Levine, J., joins in this dissent.

Note.—Reported in 123 N. E. 2d 452.

Rehearing denied 126 N. E. 2d 879.

. “No man’s particular services shall be demanded, without just compensation. No man’s property shall be taken by law, without just compensation; nor, except in case of the State, without such compensation first assessed and tendered.” Section 21, Article I, Constitution of Indiana.

“The General Assembely shall not grant to any citizen, or class of citizens, privileges or immunities which, upon the same terms, shall not equally belong to all citizens.” Section 23, Article I, Constitution of Indiana.

. General George Bogers Clark was not an officer of the Continental Congress. He was on officer of the Virginia Militia.

. The amount of land received by each veteran depended upon his rank. Clark received 8,049 acres. Lt. Col. Mongomery received *3714,851 acres. Majors received 4,312 acres, captains were alloted 3,234 acres, lieutenants were alloted 2,156 acres. Sergeants were alloted 216 acres, while privates received only 108 acres.

. We fail to find anything in the Magna Charta (1215) which declares that all fish and game was held by the Crown for the use of all the people. It did state, “All Forests which have been made in our time, shall be immediately disforested; and it shall be so done with Water-banks, which have been taken or fenced in by us during our reign.” Richard Thomson, an Historical Essay on the Magna Charta of King John, p. 85. The present common law rule came later.

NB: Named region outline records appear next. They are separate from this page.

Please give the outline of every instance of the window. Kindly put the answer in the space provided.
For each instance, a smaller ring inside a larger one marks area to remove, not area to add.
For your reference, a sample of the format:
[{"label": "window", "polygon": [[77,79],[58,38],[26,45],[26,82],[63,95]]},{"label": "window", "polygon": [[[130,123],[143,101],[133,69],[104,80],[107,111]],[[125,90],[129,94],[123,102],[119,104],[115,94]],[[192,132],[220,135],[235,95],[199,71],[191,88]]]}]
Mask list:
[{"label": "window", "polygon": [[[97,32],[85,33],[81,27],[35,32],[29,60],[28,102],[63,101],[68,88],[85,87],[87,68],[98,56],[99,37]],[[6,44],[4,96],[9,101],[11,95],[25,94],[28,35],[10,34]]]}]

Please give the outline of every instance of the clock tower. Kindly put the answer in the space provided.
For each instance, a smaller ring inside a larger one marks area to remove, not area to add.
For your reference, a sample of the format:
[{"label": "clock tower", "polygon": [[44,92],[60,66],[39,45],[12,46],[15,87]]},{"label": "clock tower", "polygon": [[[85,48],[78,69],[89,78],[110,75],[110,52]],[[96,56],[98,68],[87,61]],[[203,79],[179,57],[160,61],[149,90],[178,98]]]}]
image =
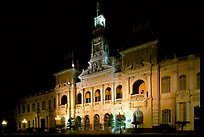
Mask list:
[{"label": "clock tower", "polygon": [[91,59],[89,63],[89,73],[103,70],[109,63],[109,45],[104,37],[106,30],[106,19],[100,12],[100,5],[96,5],[96,17],[94,18],[94,28],[91,40]]}]

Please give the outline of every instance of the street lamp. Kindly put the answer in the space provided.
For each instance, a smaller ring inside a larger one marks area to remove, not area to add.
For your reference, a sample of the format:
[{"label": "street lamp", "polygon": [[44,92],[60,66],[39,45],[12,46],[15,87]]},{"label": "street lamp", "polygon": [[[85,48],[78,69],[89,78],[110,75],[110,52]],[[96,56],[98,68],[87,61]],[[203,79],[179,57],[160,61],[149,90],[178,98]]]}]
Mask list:
[{"label": "street lamp", "polygon": [[60,120],[61,120],[61,118],[59,117],[59,115],[57,115],[57,116],[55,117],[56,126],[60,125]]},{"label": "street lamp", "polygon": [[4,130],[5,130],[6,126],[7,126],[7,121],[3,120],[1,124],[2,124],[2,127],[3,127],[2,128],[2,133],[4,133]]},{"label": "street lamp", "polygon": [[121,126],[125,120],[125,116],[124,116],[124,113],[123,111],[119,112],[118,115],[117,115],[117,120],[118,120],[118,124],[120,126],[120,134],[122,134],[122,129],[121,129]]},{"label": "street lamp", "polygon": [[71,83],[68,82],[68,110],[69,110],[69,119],[71,119]]},{"label": "street lamp", "polygon": [[25,130],[25,128],[26,128],[26,123],[28,123],[28,121],[27,121],[26,119],[23,119],[22,123],[23,123],[23,128],[24,128],[24,130]]}]

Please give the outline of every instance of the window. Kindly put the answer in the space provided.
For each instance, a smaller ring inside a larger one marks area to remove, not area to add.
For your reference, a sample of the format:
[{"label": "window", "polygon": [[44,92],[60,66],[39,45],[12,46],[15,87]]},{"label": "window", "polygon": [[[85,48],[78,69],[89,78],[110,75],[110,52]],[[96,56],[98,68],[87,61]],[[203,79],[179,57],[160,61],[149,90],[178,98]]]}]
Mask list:
[{"label": "window", "polygon": [[46,102],[43,101],[43,102],[42,102],[42,110],[45,110],[45,109],[46,109]]},{"label": "window", "polygon": [[170,76],[164,76],[161,79],[162,93],[170,92]]},{"label": "window", "polygon": [[105,100],[111,100],[111,88],[107,87],[105,90]]},{"label": "window", "polygon": [[48,109],[51,109],[51,100],[49,100]]},{"label": "window", "polygon": [[90,103],[91,102],[91,93],[90,93],[90,91],[86,92],[85,98],[86,98],[86,103]]},{"label": "window", "polygon": [[180,103],[179,105],[180,107],[180,111],[179,111],[179,119],[180,121],[185,121],[186,120],[186,103],[185,102],[182,102]]},{"label": "window", "polygon": [[30,104],[27,105],[27,112],[30,112]]},{"label": "window", "polygon": [[32,104],[32,111],[35,111],[35,103]]},{"label": "window", "polygon": [[98,101],[101,101],[101,91],[99,89],[97,89],[95,93],[95,102]]},{"label": "window", "polygon": [[122,85],[118,85],[116,88],[116,99],[122,98]]},{"label": "window", "polygon": [[18,128],[21,128],[21,122],[20,121],[18,122]]},{"label": "window", "polygon": [[143,94],[142,92],[144,92],[145,90],[145,83],[143,80],[137,80],[134,84],[133,84],[133,90],[132,90],[132,95],[134,94]]},{"label": "window", "polygon": [[81,104],[81,93],[78,93],[77,95],[77,103]]},{"label": "window", "polygon": [[171,123],[171,110],[164,109],[162,110],[162,124],[169,124]]},{"label": "window", "polygon": [[186,90],[186,75],[179,76],[179,90]]},{"label": "window", "polygon": [[200,72],[196,75],[196,88],[200,89]]},{"label": "window", "polygon": [[23,113],[25,113],[25,105],[23,105]]}]

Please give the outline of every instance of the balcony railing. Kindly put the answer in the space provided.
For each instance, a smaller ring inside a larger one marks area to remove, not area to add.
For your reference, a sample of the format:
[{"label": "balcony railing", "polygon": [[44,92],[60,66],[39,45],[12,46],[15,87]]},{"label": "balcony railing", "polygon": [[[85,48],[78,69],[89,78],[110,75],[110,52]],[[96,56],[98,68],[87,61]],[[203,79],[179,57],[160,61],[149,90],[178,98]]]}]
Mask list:
[{"label": "balcony railing", "polygon": [[142,100],[145,98],[145,94],[133,94],[131,95],[131,99]]}]

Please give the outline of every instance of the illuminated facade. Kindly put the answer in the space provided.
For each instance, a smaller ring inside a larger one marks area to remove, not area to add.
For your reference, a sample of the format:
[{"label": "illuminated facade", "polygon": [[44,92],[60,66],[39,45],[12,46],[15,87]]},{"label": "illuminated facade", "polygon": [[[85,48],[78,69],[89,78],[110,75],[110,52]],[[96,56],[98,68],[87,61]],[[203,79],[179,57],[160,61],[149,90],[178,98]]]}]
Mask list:
[{"label": "illuminated facade", "polygon": [[106,20],[99,11],[98,5],[88,68],[56,73],[51,92],[21,99],[18,129],[23,119],[30,121],[27,127],[48,128],[67,127],[73,119],[80,129],[108,130],[110,121],[119,127],[122,115],[126,128],[169,124],[179,130],[180,121],[187,123],[184,130],[194,130],[200,109],[200,55],[158,62],[155,39],[120,51],[120,59],[109,57]]}]

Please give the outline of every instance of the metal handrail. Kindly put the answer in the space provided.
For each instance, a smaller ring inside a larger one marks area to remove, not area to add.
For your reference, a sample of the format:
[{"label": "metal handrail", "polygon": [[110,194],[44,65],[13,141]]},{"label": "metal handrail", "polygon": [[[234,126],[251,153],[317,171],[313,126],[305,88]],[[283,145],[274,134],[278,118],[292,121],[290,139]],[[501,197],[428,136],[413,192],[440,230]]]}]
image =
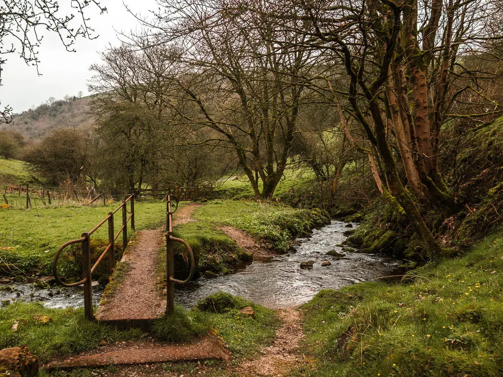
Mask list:
[{"label": "metal handrail", "polygon": [[59,277],[59,275],[58,274],[57,271],[57,263],[58,259],[59,259],[59,254],[61,254],[61,251],[67,246],[69,246],[70,245],[73,245],[75,243],[80,243],[84,242],[86,240],[86,237],[82,237],[79,238],[78,240],[73,240],[72,241],[68,241],[67,242],[65,242],[60,246],[59,248],[58,249],[58,251],[56,252],[56,254],[54,255],[54,259],[52,261],[52,273],[54,275],[54,278],[56,279],[56,281],[61,285],[63,287],[76,287],[77,286],[79,286],[81,284],[83,284],[86,282],[87,279],[85,278],[81,280],[80,281],[77,281],[74,283],[67,284],[61,281],[61,278]]},{"label": "metal handrail", "polygon": [[[126,205],[128,202],[131,202],[131,212],[127,211]],[[119,232],[117,234],[115,235],[114,236],[113,231],[114,231],[114,214],[118,211],[120,209],[122,209],[123,213],[123,224],[122,226],[121,227]],[[127,217],[127,213],[131,214],[131,215],[129,217]],[[105,248],[105,250],[103,252],[101,253],[99,257],[95,262],[94,264],[92,266],[91,266],[91,255],[90,251],[90,236],[98,230],[101,226],[102,226],[107,222],[109,223],[109,243],[108,245]],[[63,287],[76,287],[77,286],[80,286],[82,284],[84,285],[85,288],[85,293],[84,293],[84,307],[85,307],[85,312],[86,312],[86,318],[88,319],[92,319],[93,317],[93,308],[92,308],[92,292],[90,292],[91,290],[91,281],[90,281],[91,278],[91,275],[94,272],[95,270],[98,267],[98,264],[100,262],[103,260],[103,258],[105,257],[109,253],[111,252],[111,254],[109,254],[110,262],[109,265],[109,272],[111,273],[112,268],[113,267],[113,265],[115,263],[115,252],[114,250],[114,245],[115,244],[115,240],[117,239],[117,237],[120,235],[121,232],[123,232],[123,248],[125,249],[126,246],[127,244],[128,239],[127,239],[127,223],[131,222],[131,229],[134,230],[134,196],[133,194],[130,194],[126,197],[124,200],[122,202],[119,207],[116,208],[113,212],[110,212],[109,214],[105,217],[103,220],[100,222],[100,223],[96,225],[94,228],[91,229],[89,232],[87,233],[84,233],[82,234],[82,237],[80,238],[75,240],[72,240],[72,241],[69,241],[67,242],[65,242],[62,245],[61,245],[59,248],[58,249],[57,251],[56,252],[56,254],[54,255],[54,259],[52,261],[52,273],[54,275],[54,278],[56,281],[61,286]],[[65,283],[61,280],[61,277],[59,274],[58,273],[57,270],[57,264],[58,261],[59,259],[59,257],[61,255],[61,252],[63,250],[68,246],[70,245],[73,245],[76,243],[82,243],[82,272],[84,274],[84,277],[82,280],[78,281],[75,281],[73,283]]]},{"label": "metal handrail", "polygon": [[194,272],[196,271],[196,260],[194,257],[194,252],[192,251],[192,248],[190,247],[186,241],[182,239],[181,238],[177,238],[176,237],[173,237],[173,236],[171,234],[169,235],[169,237],[172,241],[174,241],[176,242],[180,242],[180,243],[183,243],[185,245],[187,250],[189,251],[190,259],[189,263],[190,263],[190,271],[189,272],[189,276],[185,279],[185,280],[179,280],[178,279],[175,278],[173,276],[170,276],[170,280],[173,282],[178,283],[178,284],[181,284],[182,285],[187,284],[189,282],[189,281],[192,279],[192,277],[194,277]]},{"label": "metal handrail", "polygon": [[[171,209],[171,198],[175,199],[175,211]],[[175,291],[174,283],[183,285],[189,282],[194,277],[196,271],[196,260],[194,256],[192,248],[187,242],[181,238],[173,236],[173,214],[178,209],[178,199],[172,194],[166,196],[166,313],[173,314],[175,311]],[[189,276],[185,280],[179,280],[175,278],[175,252],[173,242],[182,243],[187,248],[189,252],[190,270]]]}]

. “It is important to note that American quails are game birds and as such belong to the State in its sovereign capacity as the trustee of the citizens in common.” Smith v. State (1900), 155 Ind. 611, 612, 58 N. E. 1044.

“ ‘Fish are ferae naturae, and as far as any right of property in them can exist, it is in the public, or is common to all. No *372individual property in them exists until they are taken and reduced to actual possession. 2 Black. Com. 392.’ ” State V. Lewis (1893), 134 Ind. 250, 253, 33 N. E. 1024.

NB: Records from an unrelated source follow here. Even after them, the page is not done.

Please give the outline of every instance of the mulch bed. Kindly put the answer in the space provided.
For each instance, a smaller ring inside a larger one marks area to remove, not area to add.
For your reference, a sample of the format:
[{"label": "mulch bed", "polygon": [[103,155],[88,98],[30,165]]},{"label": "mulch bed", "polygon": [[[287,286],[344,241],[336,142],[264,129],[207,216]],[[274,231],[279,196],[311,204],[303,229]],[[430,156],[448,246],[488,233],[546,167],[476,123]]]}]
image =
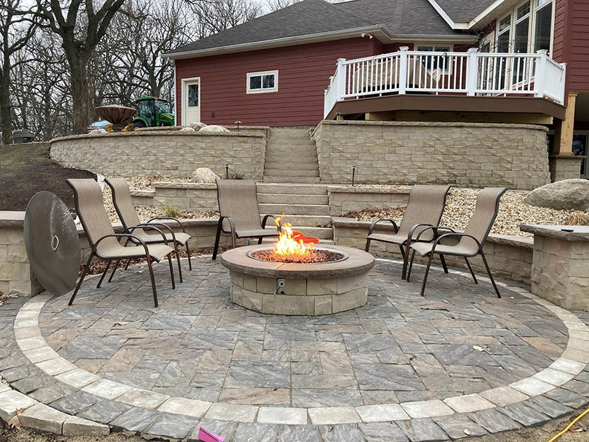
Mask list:
[{"label": "mulch bed", "polygon": [[31,197],[40,190],[53,192],[74,209],[74,195],[65,180],[94,176],[57,164],[49,158],[45,144],[4,146],[0,148],[0,210],[24,210]]}]

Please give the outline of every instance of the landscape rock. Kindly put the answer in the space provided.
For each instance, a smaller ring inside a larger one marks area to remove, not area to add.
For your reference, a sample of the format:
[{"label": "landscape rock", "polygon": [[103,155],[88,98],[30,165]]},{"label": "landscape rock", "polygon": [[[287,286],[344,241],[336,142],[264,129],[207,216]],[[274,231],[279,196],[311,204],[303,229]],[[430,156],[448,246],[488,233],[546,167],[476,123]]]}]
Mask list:
[{"label": "landscape rock", "polygon": [[589,180],[563,180],[534,189],[524,203],[558,210],[589,210]]},{"label": "landscape rock", "polygon": [[192,123],[192,124],[189,124],[188,126],[189,127],[192,127],[192,129],[194,129],[195,131],[198,131],[202,129],[203,127],[207,127],[207,124],[205,124],[204,123]]},{"label": "landscape rock", "polygon": [[192,173],[192,178],[197,183],[214,183],[221,177],[207,167],[199,167]]},{"label": "landscape rock", "polygon": [[202,127],[199,129],[199,132],[202,132],[203,134],[215,134],[217,132],[231,132],[229,129],[226,127],[223,127],[222,126],[218,126],[217,124],[211,124],[210,126],[205,126],[204,127]]}]

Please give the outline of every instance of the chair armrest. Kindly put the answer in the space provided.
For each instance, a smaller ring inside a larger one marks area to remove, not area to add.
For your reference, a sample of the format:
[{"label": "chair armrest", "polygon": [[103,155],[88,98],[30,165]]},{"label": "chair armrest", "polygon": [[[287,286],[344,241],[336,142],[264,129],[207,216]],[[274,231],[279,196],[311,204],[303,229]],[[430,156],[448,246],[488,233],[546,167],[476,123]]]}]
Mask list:
[{"label": "chair armrest", "polygon": [[170,220],[172,221],[175,221],[176,222],[178,223],[178,225],[180,226],[180,229],[182,229],[182,231],[184,233],[186,233],[186,230],[185,230],[185,229],[184,229],[184,225],[182,225],[182,222],[180,222],[180,220],[178,220],[177,218],[175,218],[173,217],[155,217],[155,218],[151,218],[151,220],[148,220],[145,224],[149,224],[152,221],[155,221],[156,220]]},{"label": "chair armrest", "polygon": [[444,239],[444,238],[447,238],[449,237],[467,237],[470,238],[471,239],[474,240],[476,242],[477,246],[478,247],[478,251],[480,252],[483,250],[483,246],[480,244],[480,242],[474,237],[471,235],[467,235],[466,233],[461,233],[459,232],[451,232],[451,233],[444,233],[442,235],[440,235],[436,240],[434,242],[434,245],[431,247],[431,253],[433,254],[434,252],[436,250],[436,247],[440,243],[440,242]]},{"label": "chair armrest", "polygon": [[164,244],[167,245],[167,239],[166,239],[165,235],[164,235],[164,232],[162,232],[158,227],[155,227],[155,225],[154,225],[154,226],[149,226],[147,224],[140,224],[140,225],[134,225],[134,226],[131,226],[130,227],[127,227],[126,229],[123,230],[123,233],[128,232],[128,233],[133,234],[133,232],[137,229],[141,229],[143,230],[155,230],[158,233],[159,233],[160,235],[162,235],[162,239],[164,240]]},{"label": "chair armrest", "polygon": [[141,224],[138,224],[137,227],[148,227],[154,225],[156,225],[158,227],[163,227],[164,229],[167,229],[170,232],[170,234],[172,235],[172,240],[174,241],[174,242],[176,242],[176,234],[174,233],[174,230],[172,230],[172,227],[170,227],[167,224],[161,224],[160,222],[152,222],[151,224],[142,222]]},{"label": "chair armrest", "polygon": [[219,217],[219,223],[217,224],[217,229],[221,228],[223,230],[223,221],[224,220],[227,220],[229,222],[229,227],[231,230],[231,234],[235,235],[235,222],[233,222],[233,220],[230,216],[226,215],[221,215]]},{"label": "chair armrest", "polygon": [[282,231],[282,224],[280,222],[280,217],[277,217],[275,215],[265,215],[264,218],[262,220],[262,228],[266,228],[266,222],[268,220],[268,218],[274,218],[274,221],[276,222],[276,227],[278,228],[278,232]]},{"label": "chair armrest", "polygon": [[399,227],[397,225],[397,223],[393,220],[390,220],[389,218],[380,218],[379,220],[375,220],[370,224],[370,227],[368,227],[368,235],[371,235],[373,234],[373,231],[374,228],[376,227],[376,225],[382,221],[388,221],[391,224],[392,224],[392,227],[395,227],[395,233],[397,233],[399,231]]}]

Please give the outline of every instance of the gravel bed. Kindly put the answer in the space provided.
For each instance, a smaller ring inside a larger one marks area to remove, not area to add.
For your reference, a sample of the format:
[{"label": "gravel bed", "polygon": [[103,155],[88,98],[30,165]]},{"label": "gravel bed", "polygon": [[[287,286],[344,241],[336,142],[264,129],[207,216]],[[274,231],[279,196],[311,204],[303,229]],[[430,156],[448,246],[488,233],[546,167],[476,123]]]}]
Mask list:
[{"label": "gravel bed", "polygon": [[[478,189],[452,188],[448,195],[446,209],[441,219],[441,225],[453,229],[464,229],[473,215],[476,204]],[[574,210],[555,210],[548,207],[536,207],[524,203],[527,192],[507,191],[501,198],[499,214],[491,230],[517,237],[532,237],[530,233],[519,230],[521,224],[566,225],[567,220]],[[360,221],[370,221],[378,218],[392,218],[400,221],[404,213],[404,207],[376,210],[366,209],[348,212],[343,217],[355,218]],[[583,213],[583,212],[580,212]],[[589,211],[584,213],[589,214]]]}]

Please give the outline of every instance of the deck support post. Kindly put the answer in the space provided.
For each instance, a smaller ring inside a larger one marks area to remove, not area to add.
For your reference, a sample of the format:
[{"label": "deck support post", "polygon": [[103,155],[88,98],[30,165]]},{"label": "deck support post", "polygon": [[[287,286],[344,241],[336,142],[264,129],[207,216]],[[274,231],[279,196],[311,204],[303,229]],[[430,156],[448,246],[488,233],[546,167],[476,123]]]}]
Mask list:
[{"label": "deck support post", "polygon": [[476,95],[478,48],[470,48],[467,52],[468,60],[466,64],[466,95],[474,97]]}]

. Appellant in this case was not able to offer any evidence at all as to the number of veterans who were using their permits in any one year.

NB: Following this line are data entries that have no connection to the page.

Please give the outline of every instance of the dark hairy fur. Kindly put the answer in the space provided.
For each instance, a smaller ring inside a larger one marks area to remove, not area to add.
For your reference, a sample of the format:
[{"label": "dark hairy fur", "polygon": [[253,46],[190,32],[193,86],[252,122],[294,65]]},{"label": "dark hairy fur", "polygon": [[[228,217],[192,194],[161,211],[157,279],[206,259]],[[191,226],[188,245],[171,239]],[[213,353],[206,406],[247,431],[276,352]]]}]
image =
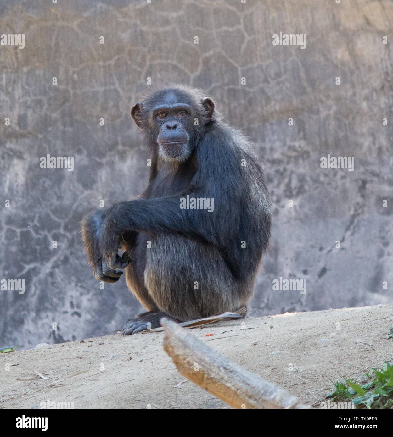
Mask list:
[{"label": "dark hairy fur", "polygon": [[[125,334],[157,327],[163,316],[184,321],[233,312],[252,295],[270,235],[268,190],[248,141],[204,97],[198,90],[167,88],[133,107],[151,153],[148,186],[139,198],[82,221],[96,277],[116,282],[117,269],[125,268],[129,288],[148,310],[127,321]],[[177,104],[190,113],[157,118],[155,108],[169,111]],[[214,210],[181,209],[187,194],[213,198]]]}]

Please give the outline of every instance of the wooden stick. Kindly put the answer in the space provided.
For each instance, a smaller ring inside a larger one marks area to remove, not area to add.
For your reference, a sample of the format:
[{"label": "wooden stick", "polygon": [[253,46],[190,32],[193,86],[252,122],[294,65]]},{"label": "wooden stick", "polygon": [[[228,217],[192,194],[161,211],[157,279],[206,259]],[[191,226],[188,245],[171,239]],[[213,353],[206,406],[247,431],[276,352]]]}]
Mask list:
[{"label": "wooden stick", "polygon": [[162,319],[163,348],[177,370],[235,408],[308,408],[297,398],[215,352],[177,323]]}]

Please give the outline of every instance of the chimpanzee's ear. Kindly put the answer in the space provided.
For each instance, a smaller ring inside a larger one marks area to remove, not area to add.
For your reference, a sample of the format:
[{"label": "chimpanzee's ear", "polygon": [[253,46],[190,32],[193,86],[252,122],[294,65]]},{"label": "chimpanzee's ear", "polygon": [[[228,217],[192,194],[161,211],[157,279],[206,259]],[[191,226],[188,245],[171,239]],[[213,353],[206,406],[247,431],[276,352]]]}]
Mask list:
[{"label": "chimpanzee's ear", "polygon": [[214,112],[214,102],[208,97],[205,97],[202,99],[202,104],[205,107],[206,111],[206,115],[209,118],[212,118]]},{"label": "chimpanzee's ear", "polygon": [[142,113],[142,103],[136,103],[131,109],[131,117],[136,125],[143,129],[143,114]]}]

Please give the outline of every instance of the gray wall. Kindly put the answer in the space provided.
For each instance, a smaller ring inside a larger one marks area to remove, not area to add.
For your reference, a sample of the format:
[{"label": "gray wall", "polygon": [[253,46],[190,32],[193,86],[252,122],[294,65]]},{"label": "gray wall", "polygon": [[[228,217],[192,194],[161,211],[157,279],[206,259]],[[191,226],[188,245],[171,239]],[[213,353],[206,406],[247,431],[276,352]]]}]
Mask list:
[{"label": "gray wall", "polygon": [[[393,302],[392,31],[388,0],[0,2],[0,32],[25,35],[0,46],[0,277],[25,283],[0,291],[0,347],[110,331],[142,309],[124,277],[100,289],[79,223],[143,189],[129,110],[174,83],[205,90],[267,175],[272,235],[250,314]],[[280,31],[306,48],[273,45]],[[321,169],[328,153],[355,171]],[[74,156],[74,171],[41,168],[47,154]],[[306,294],[273,291],[280,276]]]}]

. ■ This too prevalent tendency has been well noted by Kipling when he wrote:

“It’s Tommy this, an’ Tommy that, an’
‘Chuck ’im out, the brute!’
But it’s ‘Savior of ’is country,’ when the guns begin to shoot.”

. “Every Act shall embrace but one subject and matters properly connected therewith, which subject shall be expressed in the title.” Section 19, Article 4, Constitution of Indiana.